The World Wide Web celebrated its 30th Anniversary March 12, which makes me feel rather old, but also grateful.
On the day before Spring Break, I was pondering what to do with my students on the first day back from break, and I was drawing a blank. It's more difficult since it is the second day of our block schedule, and on the day before break, I had a lot of students gone, so it was mostly a catch-up day / make-up day. I don't really want to come back from break to that, so what do I do with my sleepy students who will claim that they've forgotten all their German?
I glanced at my blog reading list, and suddenly I had two good ideas:
For German 1, from World Language Classroom, a "Who is it?" minibook:
The post does not contain a template for German, but I've done minibooks before, so it was quite easy to make my own template.
I made one following the model from World Language classroom:
and modified it a bit for my students:
Rather than doing a selfie, I plan to number students' books when they finish writing so that they can read each other's books and fill in a guess on a chart:
For German 2, from The German Sector, a March Madness-style German video competition:
I am very, very grateful to Ashley for selecting, previewing, and sharing the 16 German music videos because I'm not very knowledgable about German pop music.
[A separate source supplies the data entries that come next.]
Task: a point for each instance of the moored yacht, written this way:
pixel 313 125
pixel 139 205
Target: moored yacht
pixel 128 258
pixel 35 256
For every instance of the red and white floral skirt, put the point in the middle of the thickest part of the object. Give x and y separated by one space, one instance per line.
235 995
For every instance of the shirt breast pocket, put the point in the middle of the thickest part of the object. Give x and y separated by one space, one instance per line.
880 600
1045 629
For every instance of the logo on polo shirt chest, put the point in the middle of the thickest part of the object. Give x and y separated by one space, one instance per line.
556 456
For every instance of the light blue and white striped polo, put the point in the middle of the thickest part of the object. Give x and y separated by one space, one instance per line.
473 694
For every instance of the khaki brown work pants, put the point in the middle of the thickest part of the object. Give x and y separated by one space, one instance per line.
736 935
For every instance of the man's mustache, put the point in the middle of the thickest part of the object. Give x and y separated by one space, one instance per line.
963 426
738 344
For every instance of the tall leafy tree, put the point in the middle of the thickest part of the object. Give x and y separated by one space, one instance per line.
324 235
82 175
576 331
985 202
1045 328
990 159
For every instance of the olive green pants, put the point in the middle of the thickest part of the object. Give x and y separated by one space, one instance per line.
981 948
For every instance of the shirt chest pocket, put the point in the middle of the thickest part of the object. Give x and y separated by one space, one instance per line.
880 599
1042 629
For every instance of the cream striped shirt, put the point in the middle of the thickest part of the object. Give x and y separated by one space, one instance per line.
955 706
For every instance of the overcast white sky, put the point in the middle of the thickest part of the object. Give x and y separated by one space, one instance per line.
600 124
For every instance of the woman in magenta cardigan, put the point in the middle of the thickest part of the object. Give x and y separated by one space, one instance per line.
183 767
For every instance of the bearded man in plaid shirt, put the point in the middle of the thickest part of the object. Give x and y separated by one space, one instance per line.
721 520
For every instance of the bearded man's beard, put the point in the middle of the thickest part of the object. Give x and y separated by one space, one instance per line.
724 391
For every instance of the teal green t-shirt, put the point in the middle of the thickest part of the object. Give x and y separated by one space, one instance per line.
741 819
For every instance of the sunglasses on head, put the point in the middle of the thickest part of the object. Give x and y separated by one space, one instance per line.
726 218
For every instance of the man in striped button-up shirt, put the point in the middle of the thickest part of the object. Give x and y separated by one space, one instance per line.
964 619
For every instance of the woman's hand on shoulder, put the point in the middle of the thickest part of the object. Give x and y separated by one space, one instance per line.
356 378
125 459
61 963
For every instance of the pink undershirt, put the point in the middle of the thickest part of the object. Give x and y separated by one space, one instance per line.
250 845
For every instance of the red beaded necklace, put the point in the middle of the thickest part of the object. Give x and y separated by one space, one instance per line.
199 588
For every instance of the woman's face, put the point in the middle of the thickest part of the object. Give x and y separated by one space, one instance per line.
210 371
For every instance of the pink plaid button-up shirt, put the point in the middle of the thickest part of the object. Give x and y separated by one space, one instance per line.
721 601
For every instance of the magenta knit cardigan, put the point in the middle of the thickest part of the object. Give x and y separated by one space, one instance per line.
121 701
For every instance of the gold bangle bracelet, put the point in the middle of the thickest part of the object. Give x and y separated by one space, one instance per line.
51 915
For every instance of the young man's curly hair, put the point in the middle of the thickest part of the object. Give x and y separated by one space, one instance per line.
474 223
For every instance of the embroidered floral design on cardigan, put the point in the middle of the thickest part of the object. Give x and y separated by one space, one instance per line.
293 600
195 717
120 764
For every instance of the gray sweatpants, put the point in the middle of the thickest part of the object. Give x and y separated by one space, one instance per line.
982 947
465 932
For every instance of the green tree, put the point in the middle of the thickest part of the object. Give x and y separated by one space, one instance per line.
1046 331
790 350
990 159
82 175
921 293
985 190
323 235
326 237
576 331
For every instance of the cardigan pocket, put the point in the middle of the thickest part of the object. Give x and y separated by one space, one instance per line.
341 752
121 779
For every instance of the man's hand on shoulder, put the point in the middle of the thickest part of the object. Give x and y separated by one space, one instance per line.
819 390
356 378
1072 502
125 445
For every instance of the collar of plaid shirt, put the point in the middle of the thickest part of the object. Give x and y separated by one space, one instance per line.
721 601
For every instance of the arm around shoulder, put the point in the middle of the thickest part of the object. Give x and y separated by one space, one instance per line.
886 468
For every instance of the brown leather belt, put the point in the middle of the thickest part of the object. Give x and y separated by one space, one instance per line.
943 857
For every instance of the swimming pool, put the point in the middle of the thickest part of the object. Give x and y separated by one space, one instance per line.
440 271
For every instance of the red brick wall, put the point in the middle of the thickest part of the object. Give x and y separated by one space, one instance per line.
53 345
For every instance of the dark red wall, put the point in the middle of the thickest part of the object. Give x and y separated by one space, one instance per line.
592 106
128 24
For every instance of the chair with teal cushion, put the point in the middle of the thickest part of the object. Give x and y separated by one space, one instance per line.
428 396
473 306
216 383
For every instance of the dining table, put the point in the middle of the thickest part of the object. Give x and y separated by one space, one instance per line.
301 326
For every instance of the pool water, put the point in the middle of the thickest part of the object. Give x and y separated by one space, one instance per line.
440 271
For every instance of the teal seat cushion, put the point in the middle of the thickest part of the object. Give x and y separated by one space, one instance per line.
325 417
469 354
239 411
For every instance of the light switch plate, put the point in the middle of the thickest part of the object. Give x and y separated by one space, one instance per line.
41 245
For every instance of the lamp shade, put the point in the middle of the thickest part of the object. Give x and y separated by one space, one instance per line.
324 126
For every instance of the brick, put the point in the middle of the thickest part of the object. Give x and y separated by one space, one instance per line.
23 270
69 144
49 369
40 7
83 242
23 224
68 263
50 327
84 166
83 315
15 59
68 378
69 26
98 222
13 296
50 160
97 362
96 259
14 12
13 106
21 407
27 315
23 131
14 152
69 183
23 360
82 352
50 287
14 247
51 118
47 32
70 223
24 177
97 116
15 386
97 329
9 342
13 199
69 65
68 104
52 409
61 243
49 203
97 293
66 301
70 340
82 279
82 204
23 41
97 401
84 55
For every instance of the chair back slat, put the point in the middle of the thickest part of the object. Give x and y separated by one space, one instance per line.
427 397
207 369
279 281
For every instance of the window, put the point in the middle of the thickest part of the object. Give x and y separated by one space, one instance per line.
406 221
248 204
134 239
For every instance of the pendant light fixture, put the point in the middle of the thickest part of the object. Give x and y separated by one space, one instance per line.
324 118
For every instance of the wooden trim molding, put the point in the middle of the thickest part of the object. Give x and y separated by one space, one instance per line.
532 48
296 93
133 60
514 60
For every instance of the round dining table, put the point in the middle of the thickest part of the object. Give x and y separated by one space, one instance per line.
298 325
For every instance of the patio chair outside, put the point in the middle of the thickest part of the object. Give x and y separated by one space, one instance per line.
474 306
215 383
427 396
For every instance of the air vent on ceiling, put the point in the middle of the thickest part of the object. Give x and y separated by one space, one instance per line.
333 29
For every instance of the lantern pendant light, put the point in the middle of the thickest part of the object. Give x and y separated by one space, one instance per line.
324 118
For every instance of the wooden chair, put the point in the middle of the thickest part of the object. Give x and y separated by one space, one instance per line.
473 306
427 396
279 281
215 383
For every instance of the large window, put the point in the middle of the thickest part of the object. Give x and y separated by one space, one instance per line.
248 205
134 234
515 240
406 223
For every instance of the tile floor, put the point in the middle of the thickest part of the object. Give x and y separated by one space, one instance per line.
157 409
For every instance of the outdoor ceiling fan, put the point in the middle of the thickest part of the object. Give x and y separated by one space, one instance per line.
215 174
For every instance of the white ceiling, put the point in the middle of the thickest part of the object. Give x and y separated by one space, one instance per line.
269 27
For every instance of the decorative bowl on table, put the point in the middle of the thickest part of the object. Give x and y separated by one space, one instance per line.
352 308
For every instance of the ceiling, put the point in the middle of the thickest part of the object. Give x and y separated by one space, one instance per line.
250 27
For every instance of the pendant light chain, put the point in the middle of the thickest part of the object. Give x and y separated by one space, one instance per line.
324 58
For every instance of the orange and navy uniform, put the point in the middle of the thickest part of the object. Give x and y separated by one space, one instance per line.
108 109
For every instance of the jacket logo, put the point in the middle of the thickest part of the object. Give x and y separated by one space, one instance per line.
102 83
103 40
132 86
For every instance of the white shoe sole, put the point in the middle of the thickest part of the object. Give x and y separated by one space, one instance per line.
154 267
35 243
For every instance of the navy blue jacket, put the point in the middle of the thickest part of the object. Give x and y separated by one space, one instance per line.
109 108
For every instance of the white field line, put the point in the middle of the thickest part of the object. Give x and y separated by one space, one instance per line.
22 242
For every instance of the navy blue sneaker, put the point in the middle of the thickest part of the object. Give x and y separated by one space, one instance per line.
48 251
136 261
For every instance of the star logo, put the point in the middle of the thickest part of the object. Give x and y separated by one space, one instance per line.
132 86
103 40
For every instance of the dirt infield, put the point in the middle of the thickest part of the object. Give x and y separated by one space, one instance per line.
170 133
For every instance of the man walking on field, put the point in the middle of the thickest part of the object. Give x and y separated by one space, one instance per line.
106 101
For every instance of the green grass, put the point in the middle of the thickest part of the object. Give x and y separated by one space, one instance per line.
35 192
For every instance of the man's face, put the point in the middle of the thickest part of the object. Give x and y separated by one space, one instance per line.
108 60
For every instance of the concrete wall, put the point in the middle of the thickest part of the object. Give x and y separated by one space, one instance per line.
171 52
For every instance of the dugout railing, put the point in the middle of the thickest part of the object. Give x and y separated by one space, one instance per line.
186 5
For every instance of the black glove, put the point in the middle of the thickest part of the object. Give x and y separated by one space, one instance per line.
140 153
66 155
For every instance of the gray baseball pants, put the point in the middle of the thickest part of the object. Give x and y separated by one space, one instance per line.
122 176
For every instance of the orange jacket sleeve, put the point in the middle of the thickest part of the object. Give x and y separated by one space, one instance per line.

A quick Google search led me to this great March Madness bracket from Plexkits: https://plexkits.com/march-madness-bracket/
I deleted the parts of the bracket that I didn't need, and Rick very kindly added a winner box for me. I added hyperlinks to the bracket so that students can click and view the various videos.
https://docs.google.com/spreadsheets/d/138BiHAN3nwxLbM9Ojbyx7eYRNGs_CQRRy52AmAYu5_Y/edit?usp=sharing
This is definitely something that I couldn't have come up with on my own, and I'm very grateful for all the people who shared resources with me. I hope it will energize my students next Monday morning!